Par Wooldy Edson Louidor
Bogotá, 4 décembre 2013 [AlterPresse] --- 2013 représente une année jalonnée de tragédies, au cours de laquelle des migrantes et migrants ont péri en mer, dans des déserts, en train, aux mains de groupes criminels, relève l’agence en ligne AlterPresse.

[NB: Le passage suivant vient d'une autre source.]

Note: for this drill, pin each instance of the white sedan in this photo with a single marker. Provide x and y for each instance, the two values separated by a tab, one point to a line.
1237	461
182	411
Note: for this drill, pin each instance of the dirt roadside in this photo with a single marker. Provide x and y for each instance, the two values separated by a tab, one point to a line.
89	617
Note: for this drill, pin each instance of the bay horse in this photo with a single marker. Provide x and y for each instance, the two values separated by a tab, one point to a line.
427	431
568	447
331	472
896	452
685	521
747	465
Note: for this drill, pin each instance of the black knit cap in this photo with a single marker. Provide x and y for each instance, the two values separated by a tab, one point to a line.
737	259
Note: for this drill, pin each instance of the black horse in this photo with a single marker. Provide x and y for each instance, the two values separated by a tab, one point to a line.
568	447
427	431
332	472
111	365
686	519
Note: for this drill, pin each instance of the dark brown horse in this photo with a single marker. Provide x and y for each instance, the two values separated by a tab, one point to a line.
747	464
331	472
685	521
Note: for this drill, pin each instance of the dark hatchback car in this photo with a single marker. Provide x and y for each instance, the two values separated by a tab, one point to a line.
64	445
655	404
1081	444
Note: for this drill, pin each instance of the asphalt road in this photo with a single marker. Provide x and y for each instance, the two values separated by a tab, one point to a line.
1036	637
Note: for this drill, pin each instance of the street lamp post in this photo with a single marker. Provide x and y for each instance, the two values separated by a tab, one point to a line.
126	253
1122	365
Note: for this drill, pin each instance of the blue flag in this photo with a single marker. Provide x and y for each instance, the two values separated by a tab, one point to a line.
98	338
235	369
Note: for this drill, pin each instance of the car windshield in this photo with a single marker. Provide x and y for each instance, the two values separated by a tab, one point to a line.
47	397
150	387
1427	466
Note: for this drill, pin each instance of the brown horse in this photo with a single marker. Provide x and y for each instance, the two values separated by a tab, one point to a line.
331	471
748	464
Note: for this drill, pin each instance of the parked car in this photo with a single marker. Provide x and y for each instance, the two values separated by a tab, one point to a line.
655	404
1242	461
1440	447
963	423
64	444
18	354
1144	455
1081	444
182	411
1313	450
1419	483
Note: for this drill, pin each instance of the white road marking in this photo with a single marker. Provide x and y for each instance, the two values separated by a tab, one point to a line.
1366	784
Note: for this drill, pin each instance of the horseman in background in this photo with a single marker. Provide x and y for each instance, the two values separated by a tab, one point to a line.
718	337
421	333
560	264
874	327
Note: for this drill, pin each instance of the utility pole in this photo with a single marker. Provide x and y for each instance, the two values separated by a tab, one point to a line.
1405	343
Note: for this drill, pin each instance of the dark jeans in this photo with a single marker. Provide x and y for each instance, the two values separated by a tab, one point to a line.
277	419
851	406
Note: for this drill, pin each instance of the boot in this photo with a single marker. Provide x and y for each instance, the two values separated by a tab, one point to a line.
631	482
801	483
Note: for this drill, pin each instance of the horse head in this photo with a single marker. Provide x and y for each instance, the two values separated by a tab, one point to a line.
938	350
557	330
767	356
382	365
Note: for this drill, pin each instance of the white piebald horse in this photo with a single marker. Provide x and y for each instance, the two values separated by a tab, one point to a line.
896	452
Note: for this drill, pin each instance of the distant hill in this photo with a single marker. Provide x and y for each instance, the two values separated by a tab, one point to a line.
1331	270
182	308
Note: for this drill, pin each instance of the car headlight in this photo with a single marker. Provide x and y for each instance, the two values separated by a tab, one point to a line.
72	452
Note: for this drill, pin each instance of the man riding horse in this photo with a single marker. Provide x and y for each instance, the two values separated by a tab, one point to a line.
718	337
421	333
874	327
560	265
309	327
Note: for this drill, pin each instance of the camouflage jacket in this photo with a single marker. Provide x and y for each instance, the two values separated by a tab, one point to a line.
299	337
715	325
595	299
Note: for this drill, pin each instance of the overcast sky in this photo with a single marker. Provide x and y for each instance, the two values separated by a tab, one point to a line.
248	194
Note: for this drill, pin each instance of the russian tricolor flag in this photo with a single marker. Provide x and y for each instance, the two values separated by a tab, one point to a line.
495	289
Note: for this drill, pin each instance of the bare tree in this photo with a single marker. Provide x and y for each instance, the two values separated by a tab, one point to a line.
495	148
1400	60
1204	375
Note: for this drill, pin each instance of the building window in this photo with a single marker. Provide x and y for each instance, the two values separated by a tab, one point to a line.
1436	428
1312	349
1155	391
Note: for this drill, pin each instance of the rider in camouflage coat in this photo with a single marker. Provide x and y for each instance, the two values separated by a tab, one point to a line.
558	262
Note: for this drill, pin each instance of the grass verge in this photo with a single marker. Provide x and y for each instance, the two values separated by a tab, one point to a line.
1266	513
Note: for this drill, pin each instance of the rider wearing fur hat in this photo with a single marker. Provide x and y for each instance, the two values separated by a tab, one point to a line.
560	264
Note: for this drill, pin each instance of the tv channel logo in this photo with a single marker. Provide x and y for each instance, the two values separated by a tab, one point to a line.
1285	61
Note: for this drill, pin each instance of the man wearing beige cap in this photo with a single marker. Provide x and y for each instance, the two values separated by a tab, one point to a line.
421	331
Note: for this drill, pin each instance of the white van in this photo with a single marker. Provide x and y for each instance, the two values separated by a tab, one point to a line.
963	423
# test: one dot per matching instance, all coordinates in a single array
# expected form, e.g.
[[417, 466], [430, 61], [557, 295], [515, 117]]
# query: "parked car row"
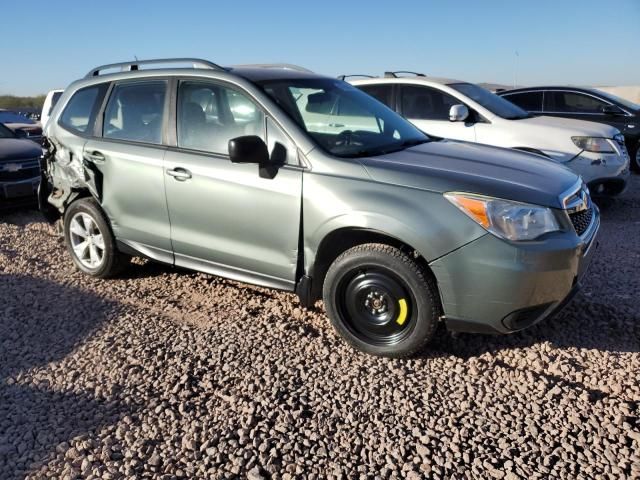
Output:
[[583, 104], [463, 111], [292, 180]]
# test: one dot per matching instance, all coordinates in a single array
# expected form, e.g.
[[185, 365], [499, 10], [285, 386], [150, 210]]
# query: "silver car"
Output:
[[287, 179]]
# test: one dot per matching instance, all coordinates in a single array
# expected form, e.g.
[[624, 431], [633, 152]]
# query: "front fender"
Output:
[[424, 220]]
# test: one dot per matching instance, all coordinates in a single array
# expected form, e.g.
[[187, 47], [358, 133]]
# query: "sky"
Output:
[[584, 42]]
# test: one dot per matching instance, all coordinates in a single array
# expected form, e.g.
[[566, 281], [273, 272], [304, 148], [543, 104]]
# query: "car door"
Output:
[[127, 160], [227, 218], [428, 109]]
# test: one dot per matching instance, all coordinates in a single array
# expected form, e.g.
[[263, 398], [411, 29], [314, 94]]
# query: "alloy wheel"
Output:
[[87, 241]]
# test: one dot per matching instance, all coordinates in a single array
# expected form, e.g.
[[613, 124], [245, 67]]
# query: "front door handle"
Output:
[[180, 174], [95, 157]]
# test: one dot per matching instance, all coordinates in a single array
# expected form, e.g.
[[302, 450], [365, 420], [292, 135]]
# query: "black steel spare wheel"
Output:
[[376, 306], [381, 301]]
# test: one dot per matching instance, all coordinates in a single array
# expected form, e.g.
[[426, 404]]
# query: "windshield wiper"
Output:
[[371, 152]]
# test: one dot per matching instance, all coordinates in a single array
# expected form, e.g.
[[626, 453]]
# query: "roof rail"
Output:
[[135, 65], [343, 77], [284, 66], [395, 74]]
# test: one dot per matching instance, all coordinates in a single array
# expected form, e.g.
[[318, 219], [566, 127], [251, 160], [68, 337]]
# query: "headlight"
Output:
[[506, 219], [594, 144]]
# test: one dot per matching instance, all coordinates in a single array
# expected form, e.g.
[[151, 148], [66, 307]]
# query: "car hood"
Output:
[[447, 165], [18, 149], [569, 126]]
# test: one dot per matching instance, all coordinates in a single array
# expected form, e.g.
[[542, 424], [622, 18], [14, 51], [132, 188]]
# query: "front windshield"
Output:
[[622, 101], [7, 116], [492, 102], [343, 120], [5, 132]]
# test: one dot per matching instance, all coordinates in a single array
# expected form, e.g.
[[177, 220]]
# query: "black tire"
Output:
[[112, 261], [634, 157], [364, 291]]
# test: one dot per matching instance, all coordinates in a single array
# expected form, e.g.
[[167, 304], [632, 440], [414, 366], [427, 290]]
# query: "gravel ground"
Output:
[[168, 374]]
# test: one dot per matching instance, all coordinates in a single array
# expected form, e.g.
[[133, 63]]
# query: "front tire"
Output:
[[381, 301], [90, 241]]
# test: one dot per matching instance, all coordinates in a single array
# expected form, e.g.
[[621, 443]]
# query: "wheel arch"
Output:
[[342, 239]]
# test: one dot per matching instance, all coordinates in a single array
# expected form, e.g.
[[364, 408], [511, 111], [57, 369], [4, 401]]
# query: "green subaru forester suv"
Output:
[[276, 176]]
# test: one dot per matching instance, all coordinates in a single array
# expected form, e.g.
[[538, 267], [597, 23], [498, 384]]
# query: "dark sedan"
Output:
[[20, 122], [19, 168], [584, 104]]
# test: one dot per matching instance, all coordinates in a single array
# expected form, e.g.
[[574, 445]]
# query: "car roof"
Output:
[[267, 72], [414, 80], [549, 87]]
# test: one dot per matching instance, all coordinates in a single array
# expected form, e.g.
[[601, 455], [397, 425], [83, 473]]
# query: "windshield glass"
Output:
[[343, 120], [5, 132], [492, 102], [622, 101], [12, 117]]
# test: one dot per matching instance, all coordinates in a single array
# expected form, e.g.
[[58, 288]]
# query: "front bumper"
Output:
[[494, 286]]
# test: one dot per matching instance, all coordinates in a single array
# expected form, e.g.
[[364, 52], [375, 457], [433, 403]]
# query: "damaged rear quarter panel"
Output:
[[68, 174]]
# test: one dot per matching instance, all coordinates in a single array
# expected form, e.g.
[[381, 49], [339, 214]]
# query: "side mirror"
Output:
[[248, 149], [611, 110], [458, 113]]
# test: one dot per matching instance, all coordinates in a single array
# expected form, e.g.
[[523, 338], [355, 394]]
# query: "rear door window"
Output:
[[80, 112], [135, 112], [571, 102], [382, 93], [424, 103], [211, 114], [529, 101]]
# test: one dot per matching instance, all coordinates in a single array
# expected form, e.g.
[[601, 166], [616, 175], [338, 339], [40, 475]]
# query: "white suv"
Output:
[[463, 111]]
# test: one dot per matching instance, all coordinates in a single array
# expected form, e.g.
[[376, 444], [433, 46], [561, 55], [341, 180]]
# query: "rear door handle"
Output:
[[95, 157], [180, 174]]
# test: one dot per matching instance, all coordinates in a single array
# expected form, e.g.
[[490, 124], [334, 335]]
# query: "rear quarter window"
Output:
[[80, 112], [529, 101]]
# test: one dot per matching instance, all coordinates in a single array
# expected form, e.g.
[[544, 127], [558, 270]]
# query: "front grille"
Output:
[[581, 220], [19, 169]]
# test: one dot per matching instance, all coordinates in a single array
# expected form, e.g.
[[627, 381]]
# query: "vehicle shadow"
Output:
[[41, 323]]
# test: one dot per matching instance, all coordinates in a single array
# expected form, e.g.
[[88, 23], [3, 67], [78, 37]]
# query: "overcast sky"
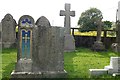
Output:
[[51, 9]]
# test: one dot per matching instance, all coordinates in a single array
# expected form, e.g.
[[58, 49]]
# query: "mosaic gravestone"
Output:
[[69, 44], [41, 47], [24, 56], [117, 44], [98, 45], [8, 31]]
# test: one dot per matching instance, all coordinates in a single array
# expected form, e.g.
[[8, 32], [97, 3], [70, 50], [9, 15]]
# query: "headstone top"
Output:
[[26, 21], [67, 6], [43, 21]]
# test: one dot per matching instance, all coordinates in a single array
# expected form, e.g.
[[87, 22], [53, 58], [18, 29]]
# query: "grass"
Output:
[[92, 33], [76, 63]]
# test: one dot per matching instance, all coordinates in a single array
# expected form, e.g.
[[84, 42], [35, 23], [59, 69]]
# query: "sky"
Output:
[[51, 9]]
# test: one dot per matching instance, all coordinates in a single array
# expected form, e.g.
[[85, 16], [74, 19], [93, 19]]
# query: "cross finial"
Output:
[[67, 13]]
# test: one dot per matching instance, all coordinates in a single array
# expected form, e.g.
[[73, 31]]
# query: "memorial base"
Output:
[[69, 43]]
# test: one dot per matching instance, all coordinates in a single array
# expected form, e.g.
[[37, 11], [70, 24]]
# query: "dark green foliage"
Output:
[[89, 19]]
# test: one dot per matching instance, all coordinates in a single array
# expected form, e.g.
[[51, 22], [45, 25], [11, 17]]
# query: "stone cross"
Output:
[[118, 27], [67, 13], [98, 45]]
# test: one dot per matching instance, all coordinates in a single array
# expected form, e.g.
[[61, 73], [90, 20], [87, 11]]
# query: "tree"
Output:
[[89, 19], [107, 25]]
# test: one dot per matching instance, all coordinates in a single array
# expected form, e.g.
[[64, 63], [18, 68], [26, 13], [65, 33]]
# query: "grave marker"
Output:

Dans le même temps, sont apparues des poussées du racisme dans certains pays. Les lois et politiques migratoires se durcissent dans le panorama mondial, alors que l’institution de l’asile politique et du refuge a connu des revers, même dans des pays ayant une tradition hospitalière bien ancrée.
Tragédies après tragédies
Lampedusa, une île italienne, est devenue tristement célèbre en raison des naufrages à répétions, durant lesquels des migrantes et migrants, africains et palestiniens, ont péri face à « la mondialisation de l’indifférence », pour parodier le pape catholique romain, François, qui a lancé, le 8 juillet 2013, un appel à « réveiller nos consciences pour que ce qui est arrivé ne se répète pas ».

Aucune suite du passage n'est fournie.